Engineers have devised a new technology to develop a wireless charger that will be compatible with different consumer electronics from different brands.
The team from University of California-San Diego developed a dual frequency wireless charging platform that can charge smartphones, smartwatches, laptops and tablets at the same time, regardless of which wireless standard, or frequency, each device supports.
“To our knowledge, this is the only multi-standard wireless power transmitter that’s been shown to operate simultaneously at two different frequencies with high efficiency,” explained Patrick Mercier, professor at UC San Diego who led the study.
The “universal wireless charger” also addresses an issue that afflicts existing wireless technology – incompatibility between the three competing wireless standards in today’s market known as Qi, Powermat and Rezence.
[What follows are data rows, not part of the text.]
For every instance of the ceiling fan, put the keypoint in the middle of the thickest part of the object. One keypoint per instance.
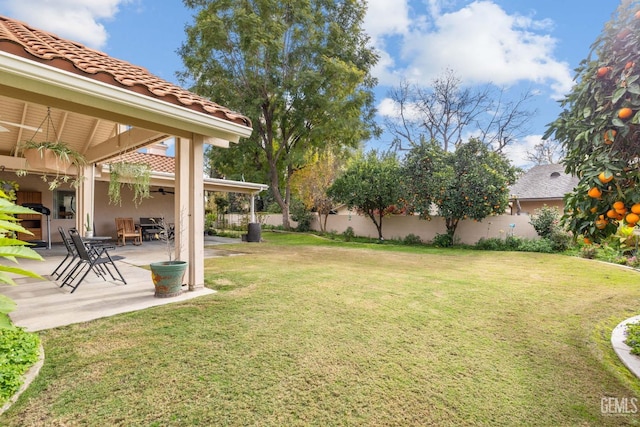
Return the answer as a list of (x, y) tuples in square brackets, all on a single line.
[(162, 191), (4, 129)]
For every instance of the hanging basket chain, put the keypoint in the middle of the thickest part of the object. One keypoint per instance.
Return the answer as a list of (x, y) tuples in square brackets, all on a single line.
[(49, 122)]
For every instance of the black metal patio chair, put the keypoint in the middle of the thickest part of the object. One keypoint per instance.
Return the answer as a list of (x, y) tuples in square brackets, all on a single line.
[(96, 259), (71, 256)]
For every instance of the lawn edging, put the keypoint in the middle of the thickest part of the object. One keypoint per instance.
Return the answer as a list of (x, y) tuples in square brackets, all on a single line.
[(618, 337), (28, 378)]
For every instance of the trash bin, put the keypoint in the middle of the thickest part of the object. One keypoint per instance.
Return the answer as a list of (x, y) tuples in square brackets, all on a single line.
[(254, 232)]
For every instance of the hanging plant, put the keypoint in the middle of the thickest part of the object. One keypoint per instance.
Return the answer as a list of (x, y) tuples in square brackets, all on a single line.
[(137, 176), (10, 190)]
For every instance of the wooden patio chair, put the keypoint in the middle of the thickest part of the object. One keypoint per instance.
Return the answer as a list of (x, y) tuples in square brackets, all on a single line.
[(126, 228)]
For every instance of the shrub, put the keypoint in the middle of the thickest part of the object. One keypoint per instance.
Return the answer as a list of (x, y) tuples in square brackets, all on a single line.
[(348, 234), (633, 338), (412, 239), (442, 241), (588, 252), (301, 215), (536, 245), (545, 221), (490, 244), (560, 240)]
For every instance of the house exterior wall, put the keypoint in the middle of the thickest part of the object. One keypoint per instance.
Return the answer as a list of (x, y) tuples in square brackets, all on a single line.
[(104, 213)]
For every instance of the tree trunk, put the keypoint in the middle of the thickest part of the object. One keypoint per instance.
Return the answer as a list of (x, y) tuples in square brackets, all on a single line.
[(452, 225)]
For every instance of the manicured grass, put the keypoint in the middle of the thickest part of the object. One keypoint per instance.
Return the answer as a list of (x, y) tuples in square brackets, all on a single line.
[(310, 332)]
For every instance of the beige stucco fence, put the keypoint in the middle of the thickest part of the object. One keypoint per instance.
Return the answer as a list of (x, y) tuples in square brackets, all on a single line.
[(399, 226)]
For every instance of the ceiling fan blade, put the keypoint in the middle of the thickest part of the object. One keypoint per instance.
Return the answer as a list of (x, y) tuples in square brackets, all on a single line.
[(19, 126)]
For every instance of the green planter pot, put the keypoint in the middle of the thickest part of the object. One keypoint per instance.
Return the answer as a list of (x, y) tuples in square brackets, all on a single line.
[(167, 277)]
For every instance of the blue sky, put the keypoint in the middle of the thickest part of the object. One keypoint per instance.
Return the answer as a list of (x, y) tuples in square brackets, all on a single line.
[(516, 44)]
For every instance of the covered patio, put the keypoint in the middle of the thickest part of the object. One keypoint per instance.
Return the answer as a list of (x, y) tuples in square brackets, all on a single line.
[(42, 304)]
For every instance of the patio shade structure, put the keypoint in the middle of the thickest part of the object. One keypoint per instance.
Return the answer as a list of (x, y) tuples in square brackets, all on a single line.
[(104, 107)]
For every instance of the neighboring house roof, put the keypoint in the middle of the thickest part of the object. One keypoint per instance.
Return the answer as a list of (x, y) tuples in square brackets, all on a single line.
[(544, 182), (22, 40)]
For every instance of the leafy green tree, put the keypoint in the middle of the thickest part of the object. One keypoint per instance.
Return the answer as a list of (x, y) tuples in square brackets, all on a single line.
[(470, 183), (599, 130), (300, 69), (371, 185), (312, 182)]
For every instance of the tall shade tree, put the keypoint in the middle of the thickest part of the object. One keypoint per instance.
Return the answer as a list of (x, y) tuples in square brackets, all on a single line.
[(300, 69), (312, 182), (600, 132), (447, 111), (371, 184), (471, 183)]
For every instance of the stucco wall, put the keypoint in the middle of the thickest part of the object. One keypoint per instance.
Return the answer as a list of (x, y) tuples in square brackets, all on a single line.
[(104, 213)]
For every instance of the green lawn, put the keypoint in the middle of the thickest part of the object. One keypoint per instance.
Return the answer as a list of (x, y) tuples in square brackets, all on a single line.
[(306, 331)]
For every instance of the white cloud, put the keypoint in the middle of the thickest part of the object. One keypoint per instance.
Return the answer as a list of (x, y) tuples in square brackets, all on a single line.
[(517, 151), (386, 17), (480, 42), (77, 20)]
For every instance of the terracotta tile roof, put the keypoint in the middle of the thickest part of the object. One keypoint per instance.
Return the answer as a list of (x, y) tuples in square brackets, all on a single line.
[(19, 39), (158, 163), (544, 182)]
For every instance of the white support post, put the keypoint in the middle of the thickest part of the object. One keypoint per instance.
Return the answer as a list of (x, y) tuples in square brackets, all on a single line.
[(85, 199), (189, 208)]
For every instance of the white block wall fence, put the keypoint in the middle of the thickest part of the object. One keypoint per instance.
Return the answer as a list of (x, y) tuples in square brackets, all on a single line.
[(399, 226)]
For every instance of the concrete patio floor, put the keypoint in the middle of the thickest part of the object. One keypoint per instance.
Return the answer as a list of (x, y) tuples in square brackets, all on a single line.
[(42, 304)]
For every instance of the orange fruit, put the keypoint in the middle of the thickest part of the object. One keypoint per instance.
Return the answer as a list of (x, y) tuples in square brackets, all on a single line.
[(595, 193), (618, 205), (609, 136), (605, 177), (603, 71), (625, 113), (632, 218)]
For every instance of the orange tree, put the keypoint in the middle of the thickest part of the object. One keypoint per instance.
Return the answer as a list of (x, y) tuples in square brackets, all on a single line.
[(599, 128), (469, 183)]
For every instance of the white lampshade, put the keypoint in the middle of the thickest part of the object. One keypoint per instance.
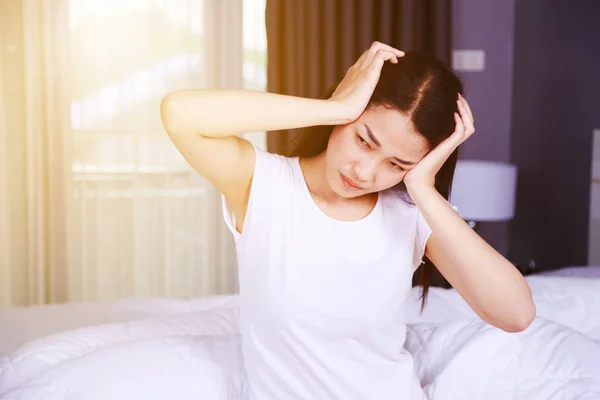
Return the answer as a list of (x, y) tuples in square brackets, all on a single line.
[(484, 190)]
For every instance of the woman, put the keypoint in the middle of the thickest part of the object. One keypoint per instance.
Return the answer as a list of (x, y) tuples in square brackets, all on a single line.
[(327, 243)]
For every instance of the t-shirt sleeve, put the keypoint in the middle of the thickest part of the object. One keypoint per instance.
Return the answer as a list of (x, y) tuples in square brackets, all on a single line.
[(422, 236), (268, 170)]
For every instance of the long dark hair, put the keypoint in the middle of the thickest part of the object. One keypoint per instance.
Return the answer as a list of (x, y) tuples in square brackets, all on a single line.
[(425, 89)]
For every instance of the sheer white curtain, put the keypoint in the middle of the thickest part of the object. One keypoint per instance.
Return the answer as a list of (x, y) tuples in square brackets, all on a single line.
[(95, 201)]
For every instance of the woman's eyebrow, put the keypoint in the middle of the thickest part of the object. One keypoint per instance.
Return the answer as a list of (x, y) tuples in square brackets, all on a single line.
[(378, 144)]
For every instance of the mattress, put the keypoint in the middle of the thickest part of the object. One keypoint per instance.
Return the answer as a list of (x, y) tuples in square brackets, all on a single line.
[(587, 271), (158, 348)]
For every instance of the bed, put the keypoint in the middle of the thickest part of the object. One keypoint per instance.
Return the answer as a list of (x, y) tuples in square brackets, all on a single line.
[(159, 348)]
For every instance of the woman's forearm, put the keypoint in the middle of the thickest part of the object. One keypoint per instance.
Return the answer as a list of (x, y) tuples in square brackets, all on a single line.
[(491, 285), (218, 113)]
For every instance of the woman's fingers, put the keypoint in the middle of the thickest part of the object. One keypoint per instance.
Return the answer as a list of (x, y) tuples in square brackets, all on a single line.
[(465, 103), (376, 47), (380, 57), (466, 118)]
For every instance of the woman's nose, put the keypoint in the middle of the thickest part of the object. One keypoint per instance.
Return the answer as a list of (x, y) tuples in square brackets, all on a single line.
[(365, 170)]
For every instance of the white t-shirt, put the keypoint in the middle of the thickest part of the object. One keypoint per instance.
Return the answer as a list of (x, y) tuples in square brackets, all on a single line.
[(321, 299)]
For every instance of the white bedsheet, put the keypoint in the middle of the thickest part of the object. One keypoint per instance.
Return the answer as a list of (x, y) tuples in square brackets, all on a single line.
[(191, 350)]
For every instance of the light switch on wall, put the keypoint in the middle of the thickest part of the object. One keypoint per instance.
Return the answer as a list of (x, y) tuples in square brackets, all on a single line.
[(468, 60)]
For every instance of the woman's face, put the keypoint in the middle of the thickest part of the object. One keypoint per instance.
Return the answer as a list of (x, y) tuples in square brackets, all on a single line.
[(373, 153)]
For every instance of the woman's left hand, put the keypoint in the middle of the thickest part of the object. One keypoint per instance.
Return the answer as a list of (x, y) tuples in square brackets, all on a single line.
[(423, 174)]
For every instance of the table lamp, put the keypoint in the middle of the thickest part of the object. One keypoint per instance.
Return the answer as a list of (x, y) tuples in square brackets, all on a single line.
[(484, 191)]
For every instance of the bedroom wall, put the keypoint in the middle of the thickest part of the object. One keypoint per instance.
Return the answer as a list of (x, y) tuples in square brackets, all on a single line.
[(536, 104), (555, 108), (594, 242), (488, 25)]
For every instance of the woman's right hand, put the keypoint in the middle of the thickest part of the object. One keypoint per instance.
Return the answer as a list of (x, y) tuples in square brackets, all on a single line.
[(355, 90)]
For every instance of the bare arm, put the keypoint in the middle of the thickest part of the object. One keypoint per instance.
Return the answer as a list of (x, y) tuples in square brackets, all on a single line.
[(203, 124), (488, 282)]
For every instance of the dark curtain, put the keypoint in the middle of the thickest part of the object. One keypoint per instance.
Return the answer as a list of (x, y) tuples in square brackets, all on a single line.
[(312, 43)]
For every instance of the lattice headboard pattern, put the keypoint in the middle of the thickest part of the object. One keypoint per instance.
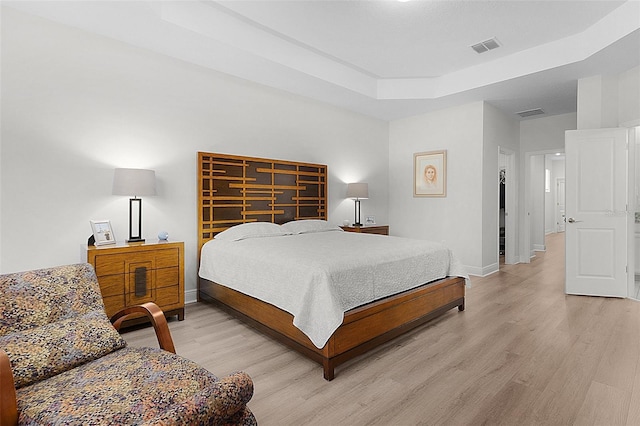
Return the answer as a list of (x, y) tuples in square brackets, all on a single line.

Each wireless charger so far supports either the Qi, Powermat or Rezence standard and will only work with devices that support the same standard.
As a result, wireless charging technology is ripe for a battle similar to the one that took place betweenBlu-ray and HD DVD.
A battle between incompatible wireless standards could cripple the field until a winner emerges.
“To help avoid such a situation, we developed a wireless technology that is universal and supports all of these standards so it won’t matter which standard your device supports,” Mercier added.
These three standards operate under different frequencies: Qi and Powermat operate at around 200 kHz while Rezence operates at 6.78 MHz.
So herein lies the challenge. In order for a single charging device to support multiple standards, it needs to operate across these very different frequencies.
To address this problem, Mercier and his team built a charging platform capable of simultaneously operating across the frequencies supported by all three wireless power standards.
The researchers have filed patents on this technology and are looking for commercial partners to help bring the universal wireless charger into the market.
The paper was published in the journal IEEE Transactions on Power Electronics.